Contra-indicaties zijn onder meer, afhankelijk van het vaccin:

  • Overgevoeligheid voor de actieve ingrediënten, hulpstoffen en onzuiverheden.
  • Zwangerschap, borstvoeding
  • Immunosuppressie, behandeling met immunosuppressiva en cytostatisch drugs.
  • Acute, met koorts gepaard gaande ziekten, bijvoorbeeld de griep.

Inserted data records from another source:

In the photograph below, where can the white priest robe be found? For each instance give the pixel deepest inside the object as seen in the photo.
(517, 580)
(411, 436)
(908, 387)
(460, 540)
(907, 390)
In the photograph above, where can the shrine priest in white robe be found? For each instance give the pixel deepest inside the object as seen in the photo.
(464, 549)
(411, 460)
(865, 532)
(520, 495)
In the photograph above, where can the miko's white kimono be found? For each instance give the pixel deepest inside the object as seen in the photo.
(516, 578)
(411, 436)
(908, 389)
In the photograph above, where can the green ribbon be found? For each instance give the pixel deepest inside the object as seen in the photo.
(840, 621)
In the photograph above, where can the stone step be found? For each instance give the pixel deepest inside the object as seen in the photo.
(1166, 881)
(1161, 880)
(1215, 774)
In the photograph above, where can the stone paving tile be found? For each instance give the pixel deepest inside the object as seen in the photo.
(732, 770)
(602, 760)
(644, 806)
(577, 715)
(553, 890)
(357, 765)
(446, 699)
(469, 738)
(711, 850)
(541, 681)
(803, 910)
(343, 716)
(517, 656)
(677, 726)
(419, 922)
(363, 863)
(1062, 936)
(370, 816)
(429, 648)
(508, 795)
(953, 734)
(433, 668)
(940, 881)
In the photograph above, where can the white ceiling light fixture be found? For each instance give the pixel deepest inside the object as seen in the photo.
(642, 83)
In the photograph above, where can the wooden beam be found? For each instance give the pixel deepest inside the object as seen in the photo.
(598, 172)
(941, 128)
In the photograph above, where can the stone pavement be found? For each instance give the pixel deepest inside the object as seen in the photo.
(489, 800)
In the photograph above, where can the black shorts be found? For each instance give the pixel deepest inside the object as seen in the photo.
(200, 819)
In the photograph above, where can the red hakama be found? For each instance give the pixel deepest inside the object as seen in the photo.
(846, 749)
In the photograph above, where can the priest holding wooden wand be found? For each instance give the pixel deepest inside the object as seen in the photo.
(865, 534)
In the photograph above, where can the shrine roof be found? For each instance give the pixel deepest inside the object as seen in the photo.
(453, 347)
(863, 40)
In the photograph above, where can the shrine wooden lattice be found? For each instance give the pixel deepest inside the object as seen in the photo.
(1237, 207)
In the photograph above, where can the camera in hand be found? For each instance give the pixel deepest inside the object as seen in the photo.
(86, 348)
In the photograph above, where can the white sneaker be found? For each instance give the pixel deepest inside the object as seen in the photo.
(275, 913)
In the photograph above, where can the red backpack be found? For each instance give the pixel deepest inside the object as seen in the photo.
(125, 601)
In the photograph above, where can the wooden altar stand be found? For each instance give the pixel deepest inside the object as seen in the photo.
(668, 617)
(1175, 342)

Passende medische behandeling en Grensverkeer moet beschikbaar zijn als er een ernstige overgevoeligheidsreactie optreedt. Volledige voorzorgsmaatregelen zijn te vinden op het medicijnetiket.

Interacties

immunosuppressiva kan de vaccinbescherming verminderen. Patiënten met immunosuppressie mogen geen levende vaccins krijgen. Sommige vaccins kunnen gelijktijdig worden gegeven.

Bijwerkingen

De meest voorkomende mogelijke bijwerkingen zijn onder meer voorbijgaand ongemak, zoals:

  • Reacties op de injectieplaats, zoals pijn, roodheid, zwelling, verharding
  • Hoofdpijn
  • Spier- en gewrichtspijn
  • Griep-achtige symptomen, zich ziek voelen.
  • Vermoeidheid
  • Indigestie zoals diarree, misselijkheid.
  • Huiduitslag

paracetamolkan bijvoorbeeld worden gebruikt voor behandeling. Zeer zeldzaam zijn ernstige bijwerkingen zoals anafylaxie of ziekten van het centrale of perifere zenuwstelsel zoals het Guillain-Barré-syndroom. De voordelen van vaccins wegen echter ruimschoots op tegen de risico's. Vaccins veroorzaken geen autisme.